Hmmmm - have shipped pups to Maryland, Tenn, Nebraska, Washington, California, Vermont, Colorado, Illinois, Conn....NY...North Carolina....Canada....NJ....and some here in PA of course!!! Doing IPO sport, LE, SAR, flyball, Ob, agility.....there might be one or two doing service dog ??? Csabre is now actually to a small extent....I like substance and bone in mine, but it is not the absolute top priority...and I would think that an older pup would be more suitable if there is serious need for a service dog....some of the "teen age" pups are a handful, so you want to know before hand if the dog is going to be suitable.

Lee


----------



## KayleeGSD (Oct 2, 2012)

wolfstraum said:


> Hmmmm - have shipped pups to Maryland, Tenn, Nebraska, Washington, California, Vermont, Colorado, Illinois, Conn....NY...North Carolina....Canada....NJ....and some here in PA of course!!! Doing IPO sport, LE, SAR, flyball, Ob, agility.....there might be one or two doing service dog ??? Csabre is now actually to a small extent....I like substance and bone in mine, but it is not the absolute top priority...and I would think that an older pup would be more suitable if there is serious need for a service dog....some of the "teen age" pups are a handful, so you want to know before hand if the dog is going to be suitable.
> 
> Lee


Thank you Lee.

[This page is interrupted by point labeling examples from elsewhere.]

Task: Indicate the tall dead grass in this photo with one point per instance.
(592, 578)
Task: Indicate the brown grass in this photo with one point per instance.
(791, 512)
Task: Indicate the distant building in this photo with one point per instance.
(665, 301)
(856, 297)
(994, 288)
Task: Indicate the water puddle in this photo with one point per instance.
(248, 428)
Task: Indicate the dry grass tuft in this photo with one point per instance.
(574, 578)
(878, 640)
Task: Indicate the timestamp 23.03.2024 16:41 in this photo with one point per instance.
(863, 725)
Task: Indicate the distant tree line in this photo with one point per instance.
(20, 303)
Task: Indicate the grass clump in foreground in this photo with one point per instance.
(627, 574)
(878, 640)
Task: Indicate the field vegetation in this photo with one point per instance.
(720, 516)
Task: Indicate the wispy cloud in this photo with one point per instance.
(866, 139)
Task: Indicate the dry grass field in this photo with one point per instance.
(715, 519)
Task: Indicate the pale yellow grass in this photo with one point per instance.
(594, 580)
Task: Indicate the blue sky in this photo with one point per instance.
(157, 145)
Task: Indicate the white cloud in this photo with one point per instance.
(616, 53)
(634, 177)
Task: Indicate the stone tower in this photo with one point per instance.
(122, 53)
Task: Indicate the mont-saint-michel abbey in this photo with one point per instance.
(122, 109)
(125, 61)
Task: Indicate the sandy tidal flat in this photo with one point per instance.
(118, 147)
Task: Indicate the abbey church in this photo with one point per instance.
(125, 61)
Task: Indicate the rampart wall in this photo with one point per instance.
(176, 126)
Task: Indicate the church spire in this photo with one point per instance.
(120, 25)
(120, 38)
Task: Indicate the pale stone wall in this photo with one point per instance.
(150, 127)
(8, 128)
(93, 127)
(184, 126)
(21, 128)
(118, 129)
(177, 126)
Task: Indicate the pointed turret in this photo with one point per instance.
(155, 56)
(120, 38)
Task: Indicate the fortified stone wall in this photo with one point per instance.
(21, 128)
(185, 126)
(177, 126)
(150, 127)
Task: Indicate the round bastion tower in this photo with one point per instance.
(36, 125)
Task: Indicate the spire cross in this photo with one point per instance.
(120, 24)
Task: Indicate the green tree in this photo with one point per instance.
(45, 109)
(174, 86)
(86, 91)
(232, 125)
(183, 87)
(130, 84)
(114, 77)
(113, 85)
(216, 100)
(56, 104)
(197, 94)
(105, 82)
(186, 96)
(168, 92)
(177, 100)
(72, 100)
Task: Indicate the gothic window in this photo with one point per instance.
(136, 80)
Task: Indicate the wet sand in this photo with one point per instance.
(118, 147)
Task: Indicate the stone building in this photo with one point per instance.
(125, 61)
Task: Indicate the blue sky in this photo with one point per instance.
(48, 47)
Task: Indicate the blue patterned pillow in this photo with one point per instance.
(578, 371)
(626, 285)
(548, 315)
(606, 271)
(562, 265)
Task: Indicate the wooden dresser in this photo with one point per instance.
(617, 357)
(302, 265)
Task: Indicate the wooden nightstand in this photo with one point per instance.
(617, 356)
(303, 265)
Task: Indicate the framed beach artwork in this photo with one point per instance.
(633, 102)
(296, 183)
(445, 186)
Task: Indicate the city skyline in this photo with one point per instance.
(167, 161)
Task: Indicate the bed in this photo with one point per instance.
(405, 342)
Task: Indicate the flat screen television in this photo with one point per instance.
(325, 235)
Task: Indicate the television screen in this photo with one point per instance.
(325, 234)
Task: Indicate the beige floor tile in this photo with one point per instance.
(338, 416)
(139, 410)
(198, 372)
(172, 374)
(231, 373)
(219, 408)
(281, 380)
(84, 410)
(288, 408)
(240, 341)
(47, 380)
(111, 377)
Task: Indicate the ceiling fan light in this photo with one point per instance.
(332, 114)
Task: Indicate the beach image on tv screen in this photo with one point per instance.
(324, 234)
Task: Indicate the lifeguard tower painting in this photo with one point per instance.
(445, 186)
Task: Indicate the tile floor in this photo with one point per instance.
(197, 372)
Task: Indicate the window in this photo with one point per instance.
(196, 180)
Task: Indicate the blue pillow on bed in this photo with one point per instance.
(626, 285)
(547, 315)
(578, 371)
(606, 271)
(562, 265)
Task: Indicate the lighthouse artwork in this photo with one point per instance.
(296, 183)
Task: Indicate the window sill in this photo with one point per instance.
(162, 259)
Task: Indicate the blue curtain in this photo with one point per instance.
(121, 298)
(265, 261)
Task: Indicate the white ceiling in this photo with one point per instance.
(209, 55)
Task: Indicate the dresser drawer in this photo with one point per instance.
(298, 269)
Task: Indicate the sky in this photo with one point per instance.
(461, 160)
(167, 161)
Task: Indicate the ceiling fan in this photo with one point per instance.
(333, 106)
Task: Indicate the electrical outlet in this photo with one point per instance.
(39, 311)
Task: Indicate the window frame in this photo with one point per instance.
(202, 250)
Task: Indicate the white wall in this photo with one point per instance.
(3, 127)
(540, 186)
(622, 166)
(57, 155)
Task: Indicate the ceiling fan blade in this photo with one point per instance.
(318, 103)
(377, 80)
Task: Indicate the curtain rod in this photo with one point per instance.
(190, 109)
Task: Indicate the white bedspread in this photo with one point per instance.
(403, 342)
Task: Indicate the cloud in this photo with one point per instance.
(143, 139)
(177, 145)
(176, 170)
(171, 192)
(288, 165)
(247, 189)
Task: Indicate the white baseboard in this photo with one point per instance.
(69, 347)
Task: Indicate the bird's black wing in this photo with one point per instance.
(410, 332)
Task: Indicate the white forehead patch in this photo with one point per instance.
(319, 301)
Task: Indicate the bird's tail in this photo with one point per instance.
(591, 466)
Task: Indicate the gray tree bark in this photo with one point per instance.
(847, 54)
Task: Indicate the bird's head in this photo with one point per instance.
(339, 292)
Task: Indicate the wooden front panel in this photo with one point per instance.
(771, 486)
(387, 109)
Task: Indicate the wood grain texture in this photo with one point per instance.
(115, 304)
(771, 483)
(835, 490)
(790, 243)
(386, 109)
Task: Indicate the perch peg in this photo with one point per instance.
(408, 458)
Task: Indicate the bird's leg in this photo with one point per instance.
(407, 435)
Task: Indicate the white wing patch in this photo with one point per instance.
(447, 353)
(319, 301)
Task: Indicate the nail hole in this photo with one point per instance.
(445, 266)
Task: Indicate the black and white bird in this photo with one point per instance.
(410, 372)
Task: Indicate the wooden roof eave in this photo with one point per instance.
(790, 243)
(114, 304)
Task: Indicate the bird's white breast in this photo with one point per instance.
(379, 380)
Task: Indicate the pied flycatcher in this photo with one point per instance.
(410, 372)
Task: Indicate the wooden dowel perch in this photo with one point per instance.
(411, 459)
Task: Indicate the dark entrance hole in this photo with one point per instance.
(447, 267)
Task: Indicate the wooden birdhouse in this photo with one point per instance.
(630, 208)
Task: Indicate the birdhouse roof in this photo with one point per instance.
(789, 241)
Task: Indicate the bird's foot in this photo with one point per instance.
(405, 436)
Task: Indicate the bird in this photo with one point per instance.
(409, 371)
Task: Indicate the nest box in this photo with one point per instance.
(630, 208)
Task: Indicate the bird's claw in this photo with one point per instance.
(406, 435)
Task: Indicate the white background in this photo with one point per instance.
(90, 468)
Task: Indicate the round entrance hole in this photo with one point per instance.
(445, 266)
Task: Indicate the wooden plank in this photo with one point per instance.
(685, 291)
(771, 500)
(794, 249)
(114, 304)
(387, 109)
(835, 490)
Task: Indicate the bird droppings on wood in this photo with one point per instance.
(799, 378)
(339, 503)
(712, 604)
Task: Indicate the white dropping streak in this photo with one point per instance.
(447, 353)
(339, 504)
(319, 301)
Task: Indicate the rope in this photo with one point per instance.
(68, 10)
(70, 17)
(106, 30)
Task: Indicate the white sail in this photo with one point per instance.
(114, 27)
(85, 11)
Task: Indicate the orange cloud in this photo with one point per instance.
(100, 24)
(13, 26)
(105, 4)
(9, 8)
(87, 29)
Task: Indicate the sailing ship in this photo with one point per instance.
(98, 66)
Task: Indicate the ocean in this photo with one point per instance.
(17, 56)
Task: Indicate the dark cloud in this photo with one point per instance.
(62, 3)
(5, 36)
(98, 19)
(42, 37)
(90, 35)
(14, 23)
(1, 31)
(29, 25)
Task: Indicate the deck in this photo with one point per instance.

I do not know why or what it is about the large bone type but that is her favorite. I know some breeders have older puppies and there are GSD rescues too. So I am keeping all options open though I know she wanted a puppy. Me I like all the working line GSDs. I am not picky just as long as the pup is healthy and is coming from a good breeder. When I go to see the dogs I like to be able to actually go in person and check the puppies out. See the breeders facility/home and talk with them too. Thank you for the info!


----------